His governess came over to where he sat and gave him an awkward pat on the head. "Good luck, dear boy." She grabbed one of the suitcases and left the room in search of her Tidy Sum.
Nate did feel like crying then. Instead, he blinked quite fast.
"Now," the lawyer boomed, "we must go, too." He pulled a pocket watch from his vest and looked at it. "You have a train to catch."
"A train?" Nate asked.
"Yes. Now put that book of yours away and come along." The lawyer closed his watch with a snap. "Eh, what have you drawn there?" he asked. "A walrus?"
"Er, yes." Nate shut the sketchbook quickly, before the lawyer could recognize himself.
"Well, do hurry. It wouldn’t do to miss the train. It wouldn’t do at all." The lawyer came out from behind his desk and grabbed Nate’s suitcase.

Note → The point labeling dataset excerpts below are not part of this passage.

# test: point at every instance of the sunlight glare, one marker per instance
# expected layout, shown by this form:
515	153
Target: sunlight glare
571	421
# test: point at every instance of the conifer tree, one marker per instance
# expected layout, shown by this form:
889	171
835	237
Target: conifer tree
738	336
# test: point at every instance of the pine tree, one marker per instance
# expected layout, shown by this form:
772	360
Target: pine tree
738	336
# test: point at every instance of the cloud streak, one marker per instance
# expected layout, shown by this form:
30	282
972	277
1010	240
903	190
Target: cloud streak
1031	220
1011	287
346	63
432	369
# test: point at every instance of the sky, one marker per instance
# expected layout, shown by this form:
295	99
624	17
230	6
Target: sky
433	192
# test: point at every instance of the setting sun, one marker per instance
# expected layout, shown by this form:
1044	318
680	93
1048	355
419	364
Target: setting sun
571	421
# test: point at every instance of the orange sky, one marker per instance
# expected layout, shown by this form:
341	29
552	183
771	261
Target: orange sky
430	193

Nate stood up and tucked his sketchbook under his arm. The lawyer clamped his hand onto Nate’s shoulder and steered him out of the office.
Nate had to take giant steps to keep up. The train station was only two blocks away, but Nate was out of breath by the time they got there.
"All aboard!" the conductor called out.
"Here." The lawyer thrust the suitcase at Nate and shoved a ticket into his hand. "Hurry, boy! They won’t hold the train for you." His voice was gruff and impatient. Nate wondered if the lawyer would get a Tidy Sum for getting him on the train.
Once he was onboard, Nate hurried to the window to wave goodbye, but the lawyer had already left.